Hot/Warm/Cold Tiering

Not all data needs the same access speed:

Hot (0–24 hours) — in Redis or memory. Sub-millisecond queries for real-time dashboards.
Warm (1–90 days) — in TimescaleDB or ClickHouse. Millisecond queries for recent history and alerting.
Cold (90+ days) — in object storage (S3) in Parquet format. Seconds to query, but pennies per GB to store.

┌──────────────────────────────────────────────────┐
│  Hot:  Redis / In-Memory       (last 24 hours)   │
│  ↓ age-based eviction                            │
│  Warm: TimescaleDB             (last 90 days)    │
│  ↓ compression + archival job                    │
│  Cold: S3 Parquet              (90+ days)        │
└──────────────────────────────────────────────────┘

Exactly-Once Semantics

Data loss is unacceptable in monitoring systems. Ensure exactly-once processing with:

Kafka consumer offsets — commit offsets only after successful processing and storage
Idempotent writes — use upserts keyed on (sensor_id, timestamp) so duplicate processing doesn't create duplicate records
Transaction boundaries — wrap processing + storage in a single transaction where possible

Stage 4: Serving

Real-Time Dashboards

For live dashboards showing current sensor states:

// WebSocket server pushing real-time updates
wss.on("connection", (ws, req) => {
  const zone = req.query.zone;

  // Send current state immediately
  const currentState = await cache.getZoneState(zone);
  ws.send(JSON.stringify({ type: "snapshot", data: currentState }));

  // Subscribe to updates for this zone
  const subscription = eventBus.subscribe(`zone:${zone}`, (update) => {
    ws.send(JSON.stringify({ type: "update", data: update }));
  });

  ws.on("close", () => subscription.unsubscribe());
});

Historical Queries

For dashboards showing trends and historical data, use pre-aggregated views:

// API endpoint for historical data
app.get("/api/sensors/:id/history", async (req, res) => {
  const { id } = req.params;
  const { from, to, resolution } = req.query;

  // Choose data source based on time range
  const source = selectDataSource(from, to);

  // Use pre-aggregated data for wide time ranges
  if (resolution === "hourly" || daysBetween(from, to) > 7) {
    return res.json(await source.queryAggregate(id, from, to, resolution));
  }

  // Use raw data for short time ranges
  return res.json(await source.queryRaw(id, from, to));
});

Performance Benchmarks

From our production deployments:

| Metric | Target | Achieved | |---|---|---| | Ingestion throughput | 50K events/sec | 75K events/sec | | End-to-end latency (p50) | < 500ms | 120ms | | End-to-end latency (p99) | < 2s | 850ms | | Data loss rate | 0% | 0% (verified over 6 months) | | Alert delivery time | < 30s | 8s average | | Dashboard refresh rate | 1s | 1s (WebSocket push) | | Storage cost (per TB/month) | — | $23 (hot) / $4 (cold) |

Operational Concerns

Monitoring the Monitor

Your data pipeline monitoring system needs its own monitoring. We use a heartbeat pattern:

Synthetic sensors send known values every 60 seconds
End-to-end checks verify these values appear in the dashboard within 30 seconds
If the heartbeat stops, the alerting system itself is down — alert via a completely independent channel (PagerDuty, SMS)

Schema Evolution

Sensor firmware updates change the data format. Your pipeline must handle:

New fields appearing in events (forward compatibility)
Old fields disappearing (backward compatibility)
Value range changes (recalibrate anomaly detection)

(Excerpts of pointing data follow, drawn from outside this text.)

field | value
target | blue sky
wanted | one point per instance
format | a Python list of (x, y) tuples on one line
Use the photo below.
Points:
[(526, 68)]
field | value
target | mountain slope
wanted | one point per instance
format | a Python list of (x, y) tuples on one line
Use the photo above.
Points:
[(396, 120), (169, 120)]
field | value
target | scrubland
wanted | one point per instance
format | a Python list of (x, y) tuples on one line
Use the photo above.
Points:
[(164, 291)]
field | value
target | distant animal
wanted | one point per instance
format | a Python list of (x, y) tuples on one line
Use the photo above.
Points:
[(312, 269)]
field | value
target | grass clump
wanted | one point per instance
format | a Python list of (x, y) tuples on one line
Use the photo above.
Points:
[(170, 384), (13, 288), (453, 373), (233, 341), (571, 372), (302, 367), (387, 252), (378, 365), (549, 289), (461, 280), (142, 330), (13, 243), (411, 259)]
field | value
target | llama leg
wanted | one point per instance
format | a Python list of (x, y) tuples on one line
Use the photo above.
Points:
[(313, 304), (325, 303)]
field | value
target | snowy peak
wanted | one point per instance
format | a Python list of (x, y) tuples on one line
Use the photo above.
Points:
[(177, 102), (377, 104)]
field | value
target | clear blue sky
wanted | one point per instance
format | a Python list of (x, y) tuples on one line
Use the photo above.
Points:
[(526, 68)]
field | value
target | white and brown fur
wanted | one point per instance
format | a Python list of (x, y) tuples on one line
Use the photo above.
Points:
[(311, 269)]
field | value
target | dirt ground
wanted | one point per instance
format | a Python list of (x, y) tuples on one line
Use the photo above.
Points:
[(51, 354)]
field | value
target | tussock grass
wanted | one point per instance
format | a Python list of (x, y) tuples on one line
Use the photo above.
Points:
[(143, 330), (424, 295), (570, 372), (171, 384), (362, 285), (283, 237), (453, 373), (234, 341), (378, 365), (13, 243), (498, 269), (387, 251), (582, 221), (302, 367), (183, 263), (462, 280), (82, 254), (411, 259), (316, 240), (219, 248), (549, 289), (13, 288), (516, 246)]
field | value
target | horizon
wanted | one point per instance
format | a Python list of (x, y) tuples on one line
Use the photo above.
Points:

Use a schema registry (Confluent Schema Registry or AWS Glue) to version and validate event schemas.

Capacity Planning

Real-time pipelines have predictable capacity needs:

Daily events = sensors × readings_per_sensor_per_day
Storage/day  = daily_events × avg_event_size
Throughput   = daily_events / 86400 (peak = 3× average)

For a 10,000-sensor deployment at 1 reading/minute:

14.4M events/day
~7 GB raw data/day (500 bytes/event)
167 events/second average, ~500/second peak

This is well within the capacity of a single Kafka broker and a moderately-sized TimescaleDB instance.

When to Build vs. Use Managed Services

Build your own pipeline when:

You need sub-second end-to-end latency
Your data contains sensitive information that can't leave your infrastructure
You need custom processing logic that managed services don't support
Event volume exceeds 100K/second (managed services become expensive)

Use managed services when:

You're processing fewer than 10K events/second
Standard aggregation and alerting rules suffice
Your team doesn't have stream processing expertise
Time to market matters more than per-event cost

We've built real-time data pipelines for infrastructure monitoring, energy management, and industrial IoT — systems that process millions of events daily with zero data loss and sub-second alerting. If you're designing a data pipeline and need it to work at scale, this is what we do.

How Much Does Custom Software Development Cost in 2026?

An honest breakdown of what drives custom software pricing — from MVP to enterprise platform. Real ranges, not marketing fluff.

PricingSoftware DevelopmentMVP+2

The Legacy System Modernization Playbook: Strangler Fig, Not Big Bang

Rewriting from scratch is almost always wrong. Here's the incremental modernization approach we use to migrate enterprise systems without halting business operations.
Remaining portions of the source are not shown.